ISCA Archive Interspeech 2022
ISCA Archive Interspeech 2022

Performance Improvement of Speech Emotion Recognition by Neutral Speech Detection Using Autoencoder and Intermediate Representation

Jennifer Santoso, Takeshi Yamada, Kenkichi Ishizuka, Taiichi Hashimoto, Shoji Makino

In recent years, classification-based speech emotion recognition (SER) methods have achieved high overall performance. However, these methods tend to have lower performance for neutral speeches, which account for a large proportion in most practical situations. To solve the problem and improve the SER performance, we propose a neutral speech detector (NSD) based on the anomaly detection approach, which uses an autoencoder, the intermediate layer output of a pretrained SER classifier and only neutral data for training. The intermediate layer output of a pretrained SER classifier enables the reconstruction of both acoustic and text features, which are optimized for SER tasks. We then propose the combination of the SER classifier and the NSD used as a screening mechanism for correcting the class probability of the incorrectly recognized neutral speeches.
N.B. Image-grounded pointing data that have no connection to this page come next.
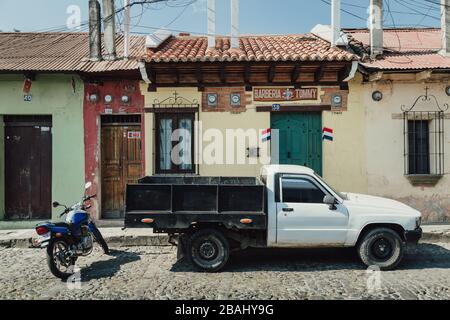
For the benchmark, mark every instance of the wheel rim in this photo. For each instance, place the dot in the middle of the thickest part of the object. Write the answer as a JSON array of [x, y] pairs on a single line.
[[61, 257], [208, 250], [382, 249]]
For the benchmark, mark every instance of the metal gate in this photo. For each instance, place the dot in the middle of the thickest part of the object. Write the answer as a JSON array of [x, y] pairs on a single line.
[[28, 167]]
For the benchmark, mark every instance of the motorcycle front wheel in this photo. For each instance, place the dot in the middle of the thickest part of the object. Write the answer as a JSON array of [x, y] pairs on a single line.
[[59, 259]]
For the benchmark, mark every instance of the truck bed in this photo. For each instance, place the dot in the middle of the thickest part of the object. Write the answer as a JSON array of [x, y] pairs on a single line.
[[175, 203]]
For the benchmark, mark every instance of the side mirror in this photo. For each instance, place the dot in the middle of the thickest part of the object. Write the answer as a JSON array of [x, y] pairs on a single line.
[[331, 201]]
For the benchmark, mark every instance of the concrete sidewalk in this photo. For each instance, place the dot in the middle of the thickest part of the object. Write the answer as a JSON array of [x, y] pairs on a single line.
[[117, 237]]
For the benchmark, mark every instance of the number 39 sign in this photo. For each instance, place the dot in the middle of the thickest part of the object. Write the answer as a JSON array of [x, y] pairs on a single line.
[[134, 135]]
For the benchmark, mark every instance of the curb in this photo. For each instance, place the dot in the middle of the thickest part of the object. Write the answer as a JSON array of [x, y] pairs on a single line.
[[163, 241], [436, 236], [114, 241]]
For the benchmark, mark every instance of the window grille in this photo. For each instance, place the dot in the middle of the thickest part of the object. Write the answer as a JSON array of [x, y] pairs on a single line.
[[424, 139]]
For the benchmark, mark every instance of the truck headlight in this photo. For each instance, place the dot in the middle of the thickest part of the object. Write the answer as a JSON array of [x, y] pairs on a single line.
[[418, 222]]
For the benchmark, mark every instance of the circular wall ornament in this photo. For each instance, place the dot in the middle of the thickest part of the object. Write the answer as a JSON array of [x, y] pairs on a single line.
[[212, 99], [108, 98], [235, 99], [377, 96], [125, 99], [93, 98]]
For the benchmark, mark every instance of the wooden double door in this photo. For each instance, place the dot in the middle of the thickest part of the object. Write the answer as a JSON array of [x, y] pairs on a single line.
[[121, 150], [28, 167], [300, 140]]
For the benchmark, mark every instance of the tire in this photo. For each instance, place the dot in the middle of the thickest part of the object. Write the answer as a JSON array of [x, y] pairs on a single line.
[[208, 250], [99, 238], [68, 265], [381, 247]]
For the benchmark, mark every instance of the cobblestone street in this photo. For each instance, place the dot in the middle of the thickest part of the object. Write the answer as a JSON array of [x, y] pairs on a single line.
[[153, 273]]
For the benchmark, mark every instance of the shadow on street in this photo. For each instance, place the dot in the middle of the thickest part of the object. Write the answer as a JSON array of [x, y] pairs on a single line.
[[425, 256], [108, 268]]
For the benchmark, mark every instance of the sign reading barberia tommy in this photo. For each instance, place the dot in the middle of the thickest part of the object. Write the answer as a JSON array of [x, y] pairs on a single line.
[[280, 94]]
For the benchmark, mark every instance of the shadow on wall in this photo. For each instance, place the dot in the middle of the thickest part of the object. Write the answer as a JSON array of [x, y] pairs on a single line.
[[434, 209]]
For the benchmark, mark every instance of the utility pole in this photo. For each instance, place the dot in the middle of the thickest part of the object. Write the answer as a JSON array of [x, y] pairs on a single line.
[[376, 28], [126, 29], [235, 24], [211, 23], [335, 22]]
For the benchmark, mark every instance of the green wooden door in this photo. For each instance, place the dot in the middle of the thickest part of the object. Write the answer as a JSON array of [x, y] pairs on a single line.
[[300, 138]]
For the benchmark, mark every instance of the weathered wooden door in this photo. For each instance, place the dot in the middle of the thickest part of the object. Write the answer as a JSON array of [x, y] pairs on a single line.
[[121, 164], [300, 138], [28, 167]]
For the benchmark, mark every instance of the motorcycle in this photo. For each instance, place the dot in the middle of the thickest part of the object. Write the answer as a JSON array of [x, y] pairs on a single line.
[[67, 241]]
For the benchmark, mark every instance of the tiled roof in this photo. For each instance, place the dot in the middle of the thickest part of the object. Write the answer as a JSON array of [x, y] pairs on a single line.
[[404, 49], [251, 48], [61, 52]]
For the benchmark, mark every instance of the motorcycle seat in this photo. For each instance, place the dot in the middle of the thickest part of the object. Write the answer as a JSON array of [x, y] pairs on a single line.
[[62, 225]]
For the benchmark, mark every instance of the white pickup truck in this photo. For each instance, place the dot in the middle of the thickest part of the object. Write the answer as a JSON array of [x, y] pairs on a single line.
[[287, 207]]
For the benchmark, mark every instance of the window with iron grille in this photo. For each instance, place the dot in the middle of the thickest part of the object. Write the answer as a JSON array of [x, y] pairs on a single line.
[[424, 143]]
Results of our experiment using the IEMOCAP dataset indicate that the NSD can reconstruct both the acoustic and textual features, achieving a satisfactory performance for use as a reliable screening method. Furthermore, we evaluated the performance of our proposed screening mechanism, and our experiments show significant improvement of 12.9% in the F-score of the neutral class to 80.3%, and 8.4% in the class-average weighted accuracy to 84.5% compared with state-of-the-art SER classifiers.